Weaving in and around these Brothers Grim are Jessica Chastain’s showgirl fugitive and all-round Bondurant sidekick; and Mia Wasikowska as the local preacher’s daughter who Jack takes a shine to. There’s also Gary Oldman as legendary gangster Floyd Banner, who’s playing his own angles on the moonshine front and isn’t afraid to do his own dirty work.



With all this fascinating set up, what’s most disappointing about is how straight it is. In terms of genre conventions, it’s practically law-abiding, never really attempting to fill this stark terrain in anything but the broadest brush strokes. LaBeouf is once again the eager young up-and-comer out to prove himself; Hardy’s a moody bruiser; the women suffer or simper in silence; and worst of all, Pearce’s fey sadist - with shaved eyebrows, effete mannerisms and a centre parting you could drive a train through - seems like he’s stepped out of the local am-dram society. He doesn’t have a moustache but if he did, it’d be constantly a-twirling.

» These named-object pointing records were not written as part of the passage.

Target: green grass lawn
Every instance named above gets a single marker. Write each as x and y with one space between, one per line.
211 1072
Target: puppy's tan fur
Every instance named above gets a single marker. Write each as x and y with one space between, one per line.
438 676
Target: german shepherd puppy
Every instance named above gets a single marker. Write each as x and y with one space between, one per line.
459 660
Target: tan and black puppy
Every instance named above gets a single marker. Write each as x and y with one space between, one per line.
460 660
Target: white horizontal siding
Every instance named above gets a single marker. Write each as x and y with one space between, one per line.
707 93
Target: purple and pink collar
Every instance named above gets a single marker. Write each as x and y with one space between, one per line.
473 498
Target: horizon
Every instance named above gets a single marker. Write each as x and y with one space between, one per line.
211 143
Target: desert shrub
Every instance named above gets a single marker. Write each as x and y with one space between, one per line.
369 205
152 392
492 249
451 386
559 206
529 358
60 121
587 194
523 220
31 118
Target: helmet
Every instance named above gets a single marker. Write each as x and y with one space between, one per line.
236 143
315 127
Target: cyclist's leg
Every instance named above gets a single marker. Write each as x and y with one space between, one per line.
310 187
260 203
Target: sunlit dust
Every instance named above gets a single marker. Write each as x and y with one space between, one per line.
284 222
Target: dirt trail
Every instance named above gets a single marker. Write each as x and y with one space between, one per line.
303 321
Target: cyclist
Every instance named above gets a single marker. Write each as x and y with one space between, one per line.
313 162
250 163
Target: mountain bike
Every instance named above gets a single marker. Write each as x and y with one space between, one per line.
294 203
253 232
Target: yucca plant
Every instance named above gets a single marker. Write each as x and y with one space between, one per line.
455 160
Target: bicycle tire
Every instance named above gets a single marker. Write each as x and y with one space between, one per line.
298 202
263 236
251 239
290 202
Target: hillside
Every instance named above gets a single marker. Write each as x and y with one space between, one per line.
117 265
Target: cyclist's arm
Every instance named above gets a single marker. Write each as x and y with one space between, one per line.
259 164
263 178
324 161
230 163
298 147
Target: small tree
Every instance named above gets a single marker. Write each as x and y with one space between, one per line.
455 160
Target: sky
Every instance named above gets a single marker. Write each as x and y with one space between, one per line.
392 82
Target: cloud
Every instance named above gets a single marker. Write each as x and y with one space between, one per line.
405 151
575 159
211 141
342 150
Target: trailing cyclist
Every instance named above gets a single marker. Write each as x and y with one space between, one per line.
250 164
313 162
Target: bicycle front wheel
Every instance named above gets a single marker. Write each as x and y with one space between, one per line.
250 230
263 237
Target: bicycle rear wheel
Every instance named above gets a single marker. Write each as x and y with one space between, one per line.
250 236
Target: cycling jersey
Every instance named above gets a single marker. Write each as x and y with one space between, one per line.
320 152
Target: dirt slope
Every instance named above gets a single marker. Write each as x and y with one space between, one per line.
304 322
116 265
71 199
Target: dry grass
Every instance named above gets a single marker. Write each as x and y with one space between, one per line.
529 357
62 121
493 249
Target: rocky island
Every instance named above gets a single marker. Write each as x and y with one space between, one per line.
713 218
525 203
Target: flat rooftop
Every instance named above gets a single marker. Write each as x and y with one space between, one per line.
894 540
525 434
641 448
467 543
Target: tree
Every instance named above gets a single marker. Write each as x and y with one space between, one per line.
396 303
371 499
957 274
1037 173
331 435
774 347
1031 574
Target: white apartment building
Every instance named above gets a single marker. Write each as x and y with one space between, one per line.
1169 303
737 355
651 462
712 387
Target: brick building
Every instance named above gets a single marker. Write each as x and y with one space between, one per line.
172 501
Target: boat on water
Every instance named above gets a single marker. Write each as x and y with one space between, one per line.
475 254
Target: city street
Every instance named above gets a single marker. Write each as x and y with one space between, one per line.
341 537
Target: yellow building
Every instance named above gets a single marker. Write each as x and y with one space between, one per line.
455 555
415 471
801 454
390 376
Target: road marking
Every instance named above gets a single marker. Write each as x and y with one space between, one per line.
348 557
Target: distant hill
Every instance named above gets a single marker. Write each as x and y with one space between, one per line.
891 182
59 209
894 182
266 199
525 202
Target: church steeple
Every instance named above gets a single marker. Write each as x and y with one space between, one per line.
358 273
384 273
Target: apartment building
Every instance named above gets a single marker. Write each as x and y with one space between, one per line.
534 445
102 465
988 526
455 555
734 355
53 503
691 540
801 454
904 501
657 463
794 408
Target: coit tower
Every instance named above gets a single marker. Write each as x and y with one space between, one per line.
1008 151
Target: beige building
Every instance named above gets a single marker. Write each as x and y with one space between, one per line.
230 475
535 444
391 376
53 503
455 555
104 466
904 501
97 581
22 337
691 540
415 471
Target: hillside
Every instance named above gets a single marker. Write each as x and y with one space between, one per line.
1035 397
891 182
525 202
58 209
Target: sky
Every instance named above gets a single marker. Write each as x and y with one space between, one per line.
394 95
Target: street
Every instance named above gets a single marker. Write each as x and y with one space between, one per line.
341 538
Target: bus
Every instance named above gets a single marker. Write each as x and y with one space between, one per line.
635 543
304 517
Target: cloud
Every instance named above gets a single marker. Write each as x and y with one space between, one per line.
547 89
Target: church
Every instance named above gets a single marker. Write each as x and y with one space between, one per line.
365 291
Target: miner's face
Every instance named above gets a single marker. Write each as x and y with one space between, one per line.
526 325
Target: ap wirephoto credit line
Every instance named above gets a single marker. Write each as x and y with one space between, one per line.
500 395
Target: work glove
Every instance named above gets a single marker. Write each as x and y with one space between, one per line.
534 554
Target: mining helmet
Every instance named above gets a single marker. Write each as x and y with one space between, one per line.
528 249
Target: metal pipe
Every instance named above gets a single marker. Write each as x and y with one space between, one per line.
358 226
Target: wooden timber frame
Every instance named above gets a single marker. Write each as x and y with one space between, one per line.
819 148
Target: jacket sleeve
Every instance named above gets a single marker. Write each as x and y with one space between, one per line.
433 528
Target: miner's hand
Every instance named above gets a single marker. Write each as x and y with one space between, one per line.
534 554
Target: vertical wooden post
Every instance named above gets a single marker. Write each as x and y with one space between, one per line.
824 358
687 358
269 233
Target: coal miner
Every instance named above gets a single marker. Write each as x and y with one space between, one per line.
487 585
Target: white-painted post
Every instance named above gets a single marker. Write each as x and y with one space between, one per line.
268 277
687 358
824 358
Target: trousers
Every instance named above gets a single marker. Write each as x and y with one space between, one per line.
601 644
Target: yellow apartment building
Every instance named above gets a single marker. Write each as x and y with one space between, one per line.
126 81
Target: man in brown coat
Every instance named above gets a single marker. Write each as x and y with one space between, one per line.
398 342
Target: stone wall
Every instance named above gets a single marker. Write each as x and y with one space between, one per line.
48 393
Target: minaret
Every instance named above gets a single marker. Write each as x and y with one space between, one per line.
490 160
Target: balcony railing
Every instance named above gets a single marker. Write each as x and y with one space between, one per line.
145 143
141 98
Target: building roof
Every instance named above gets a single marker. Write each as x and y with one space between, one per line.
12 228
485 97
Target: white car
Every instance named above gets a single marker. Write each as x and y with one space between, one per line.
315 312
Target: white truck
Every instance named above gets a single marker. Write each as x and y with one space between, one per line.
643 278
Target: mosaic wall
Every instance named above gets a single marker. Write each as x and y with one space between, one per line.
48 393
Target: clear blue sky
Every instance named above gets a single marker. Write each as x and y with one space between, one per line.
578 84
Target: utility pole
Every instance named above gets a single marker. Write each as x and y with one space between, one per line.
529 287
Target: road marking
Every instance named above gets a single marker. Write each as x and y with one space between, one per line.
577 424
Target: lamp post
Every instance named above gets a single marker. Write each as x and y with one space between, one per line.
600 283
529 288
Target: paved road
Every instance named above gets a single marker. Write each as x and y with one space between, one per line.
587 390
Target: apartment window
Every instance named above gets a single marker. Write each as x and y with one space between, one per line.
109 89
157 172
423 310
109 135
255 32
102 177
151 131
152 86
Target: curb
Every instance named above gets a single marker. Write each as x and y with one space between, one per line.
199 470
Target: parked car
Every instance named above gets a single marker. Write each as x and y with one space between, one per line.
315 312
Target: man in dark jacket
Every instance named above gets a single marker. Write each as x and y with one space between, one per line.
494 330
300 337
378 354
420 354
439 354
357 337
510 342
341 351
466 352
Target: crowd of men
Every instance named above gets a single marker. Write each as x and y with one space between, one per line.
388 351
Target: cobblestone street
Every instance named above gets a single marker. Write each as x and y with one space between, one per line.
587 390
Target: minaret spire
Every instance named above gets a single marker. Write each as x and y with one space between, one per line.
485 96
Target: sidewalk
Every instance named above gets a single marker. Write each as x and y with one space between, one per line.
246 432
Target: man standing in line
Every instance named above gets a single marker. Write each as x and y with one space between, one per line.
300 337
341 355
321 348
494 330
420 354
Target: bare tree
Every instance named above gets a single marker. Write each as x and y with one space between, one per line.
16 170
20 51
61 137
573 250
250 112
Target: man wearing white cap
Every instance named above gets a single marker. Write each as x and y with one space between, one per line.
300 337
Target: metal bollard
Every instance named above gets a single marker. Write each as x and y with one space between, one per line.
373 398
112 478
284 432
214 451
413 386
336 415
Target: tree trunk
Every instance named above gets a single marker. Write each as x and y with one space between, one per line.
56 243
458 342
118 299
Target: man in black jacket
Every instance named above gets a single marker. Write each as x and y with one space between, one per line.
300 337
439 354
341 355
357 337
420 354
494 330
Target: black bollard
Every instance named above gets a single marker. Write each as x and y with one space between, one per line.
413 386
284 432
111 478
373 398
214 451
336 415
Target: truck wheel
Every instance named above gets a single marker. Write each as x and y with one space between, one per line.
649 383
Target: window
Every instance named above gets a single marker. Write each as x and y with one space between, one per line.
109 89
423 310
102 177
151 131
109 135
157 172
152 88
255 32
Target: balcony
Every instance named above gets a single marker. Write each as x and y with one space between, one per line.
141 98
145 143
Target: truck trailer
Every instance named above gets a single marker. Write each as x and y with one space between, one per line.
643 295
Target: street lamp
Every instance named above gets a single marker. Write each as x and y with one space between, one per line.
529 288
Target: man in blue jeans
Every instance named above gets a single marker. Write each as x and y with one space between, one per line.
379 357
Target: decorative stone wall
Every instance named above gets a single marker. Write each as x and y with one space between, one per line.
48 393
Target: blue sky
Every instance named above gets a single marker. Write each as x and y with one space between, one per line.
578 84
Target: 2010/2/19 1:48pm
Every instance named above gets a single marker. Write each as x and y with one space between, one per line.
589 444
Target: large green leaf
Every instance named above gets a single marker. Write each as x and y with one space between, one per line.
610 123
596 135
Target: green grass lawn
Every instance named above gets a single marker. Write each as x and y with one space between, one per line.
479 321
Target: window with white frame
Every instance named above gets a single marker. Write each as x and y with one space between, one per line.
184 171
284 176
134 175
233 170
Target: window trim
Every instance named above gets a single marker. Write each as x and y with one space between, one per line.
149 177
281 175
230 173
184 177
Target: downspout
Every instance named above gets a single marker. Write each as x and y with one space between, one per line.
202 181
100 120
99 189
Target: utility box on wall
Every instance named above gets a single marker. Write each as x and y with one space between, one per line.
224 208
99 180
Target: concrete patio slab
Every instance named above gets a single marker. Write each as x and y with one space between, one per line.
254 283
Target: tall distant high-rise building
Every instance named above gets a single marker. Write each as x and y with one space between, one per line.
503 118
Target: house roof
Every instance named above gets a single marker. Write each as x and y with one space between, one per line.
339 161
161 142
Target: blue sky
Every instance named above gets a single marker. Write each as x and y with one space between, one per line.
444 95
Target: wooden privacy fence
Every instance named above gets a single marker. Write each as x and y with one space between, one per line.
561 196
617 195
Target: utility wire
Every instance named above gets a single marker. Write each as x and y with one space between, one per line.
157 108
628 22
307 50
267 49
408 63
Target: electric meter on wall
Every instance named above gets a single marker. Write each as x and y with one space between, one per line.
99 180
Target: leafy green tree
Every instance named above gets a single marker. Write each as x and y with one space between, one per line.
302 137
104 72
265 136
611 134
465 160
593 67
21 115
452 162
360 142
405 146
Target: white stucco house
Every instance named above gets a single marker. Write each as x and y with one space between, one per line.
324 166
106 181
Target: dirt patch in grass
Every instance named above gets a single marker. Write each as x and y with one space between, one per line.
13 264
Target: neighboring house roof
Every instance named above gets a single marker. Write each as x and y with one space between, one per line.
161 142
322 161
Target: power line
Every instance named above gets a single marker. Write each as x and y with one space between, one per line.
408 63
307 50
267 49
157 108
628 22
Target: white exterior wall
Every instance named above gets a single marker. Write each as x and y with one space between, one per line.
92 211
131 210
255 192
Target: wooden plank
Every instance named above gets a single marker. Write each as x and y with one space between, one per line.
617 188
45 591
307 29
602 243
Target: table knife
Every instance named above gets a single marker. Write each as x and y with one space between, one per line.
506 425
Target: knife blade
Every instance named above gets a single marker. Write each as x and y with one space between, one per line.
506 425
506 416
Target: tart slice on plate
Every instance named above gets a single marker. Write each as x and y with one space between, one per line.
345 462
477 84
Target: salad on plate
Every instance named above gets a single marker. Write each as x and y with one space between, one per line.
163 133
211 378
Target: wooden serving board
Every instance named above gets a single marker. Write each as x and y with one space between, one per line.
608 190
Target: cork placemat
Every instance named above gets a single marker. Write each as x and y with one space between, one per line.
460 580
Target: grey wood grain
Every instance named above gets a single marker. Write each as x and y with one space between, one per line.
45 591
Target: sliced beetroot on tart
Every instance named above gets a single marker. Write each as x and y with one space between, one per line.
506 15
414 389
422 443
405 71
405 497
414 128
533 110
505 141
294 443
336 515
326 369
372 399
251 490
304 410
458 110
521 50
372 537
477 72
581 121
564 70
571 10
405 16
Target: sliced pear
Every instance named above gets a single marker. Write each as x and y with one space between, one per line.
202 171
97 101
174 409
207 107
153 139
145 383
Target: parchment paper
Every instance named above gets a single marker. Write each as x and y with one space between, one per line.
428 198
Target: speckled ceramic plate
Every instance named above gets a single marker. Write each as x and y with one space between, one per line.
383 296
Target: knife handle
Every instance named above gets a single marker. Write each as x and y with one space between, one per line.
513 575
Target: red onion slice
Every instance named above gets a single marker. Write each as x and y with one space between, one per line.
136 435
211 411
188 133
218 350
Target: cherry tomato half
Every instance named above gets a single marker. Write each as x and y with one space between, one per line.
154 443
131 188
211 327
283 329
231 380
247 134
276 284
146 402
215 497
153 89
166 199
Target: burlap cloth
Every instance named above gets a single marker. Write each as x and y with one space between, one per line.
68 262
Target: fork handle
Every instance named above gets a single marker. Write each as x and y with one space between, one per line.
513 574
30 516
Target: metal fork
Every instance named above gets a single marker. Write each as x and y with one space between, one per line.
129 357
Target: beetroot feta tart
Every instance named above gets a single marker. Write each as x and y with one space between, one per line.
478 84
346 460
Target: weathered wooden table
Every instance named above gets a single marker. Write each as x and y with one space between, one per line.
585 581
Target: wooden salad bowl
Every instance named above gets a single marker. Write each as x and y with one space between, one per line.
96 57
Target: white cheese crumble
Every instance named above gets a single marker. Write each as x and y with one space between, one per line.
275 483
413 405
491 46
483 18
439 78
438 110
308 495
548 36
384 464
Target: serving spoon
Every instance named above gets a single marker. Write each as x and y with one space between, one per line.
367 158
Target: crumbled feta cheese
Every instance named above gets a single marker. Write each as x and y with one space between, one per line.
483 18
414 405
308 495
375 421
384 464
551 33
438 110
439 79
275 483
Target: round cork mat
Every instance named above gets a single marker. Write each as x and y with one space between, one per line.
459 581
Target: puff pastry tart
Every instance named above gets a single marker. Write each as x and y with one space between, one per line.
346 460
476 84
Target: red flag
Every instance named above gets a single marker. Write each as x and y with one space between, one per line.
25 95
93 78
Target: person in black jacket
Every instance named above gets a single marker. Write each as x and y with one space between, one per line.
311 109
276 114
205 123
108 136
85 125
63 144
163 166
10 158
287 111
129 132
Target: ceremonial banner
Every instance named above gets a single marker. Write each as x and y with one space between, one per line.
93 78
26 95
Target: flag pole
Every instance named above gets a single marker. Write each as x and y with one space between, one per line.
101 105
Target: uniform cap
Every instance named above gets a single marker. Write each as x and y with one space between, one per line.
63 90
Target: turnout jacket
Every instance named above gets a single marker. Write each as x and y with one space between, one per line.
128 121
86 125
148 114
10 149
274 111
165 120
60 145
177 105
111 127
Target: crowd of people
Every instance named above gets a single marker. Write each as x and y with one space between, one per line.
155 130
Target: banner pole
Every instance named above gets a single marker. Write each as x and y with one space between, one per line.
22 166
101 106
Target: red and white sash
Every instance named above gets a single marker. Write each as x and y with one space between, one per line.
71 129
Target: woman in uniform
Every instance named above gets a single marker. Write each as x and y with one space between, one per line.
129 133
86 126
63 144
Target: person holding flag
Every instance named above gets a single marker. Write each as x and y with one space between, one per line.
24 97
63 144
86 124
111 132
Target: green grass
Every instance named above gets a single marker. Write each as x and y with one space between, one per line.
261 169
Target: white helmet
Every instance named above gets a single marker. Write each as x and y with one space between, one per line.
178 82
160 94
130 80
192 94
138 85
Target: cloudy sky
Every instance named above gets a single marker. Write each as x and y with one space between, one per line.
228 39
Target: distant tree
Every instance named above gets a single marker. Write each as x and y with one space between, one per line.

The violence - often sudden and shocking - is effectively repulsive, often strangely centred on necks and throats, though there’s also a novel if gruesome use of someone’s . But in terms of the overall lack of accountability, the films plays the old card: win sympathy for your family of killers by having their rivals be that much more vicious and sneaky. It’s a tired conceit and, when wrapped up in a Disney-like coda as it is here, feels contrived.


That said, Benoit Delhomme’s imagery and the set design looks authentically gritty and a cast of rising stars hold it all together. Hardy, once again, is the single most charismatic thing onscreen, the actor’s own magnetism finding shading and even welcome glimpses of humour in his taciturn brooder. And it’s a shame he doesn’t share screen time with his Tinker Tailor Soldier Spy/Dark Knight Rises co-star Oldman, who’s wasted in basically a cameo.

If musician Nick Cave’s by-the-numbers screenplay – which streamlines and tightens Bondurant’s memoir – isn’t his finest moment, at least he fares far better in his day job, pulling together the film’s soundtrack. Rather than just compile a collection of old Appalachian standards, in the (excellent) vein of, say, O Brother Where Art Thou, Cave and Bad Seed cohort Warren Ellis favour a more intriguing, modern approach. A bluegrass version of The Velvet Underground’s ‘White Light/White Heat’ shows more subtlety and innovation than anything we see or hear from the film’s characters.

At heart, this is Lawless’s main problem. It’s pacy, punchy - often literally, a knuckleduster being Forrest’s weapon of choice - but relatively frothy. The Proposition dealt with similar ideas - simmering male violence in a primitive landscape - but distilled it into a genuinely dangerous, potent brew. Lawless may be graphic at times, but ultimately plays it safe. It’s an alcopop that thinks it’s absinthe.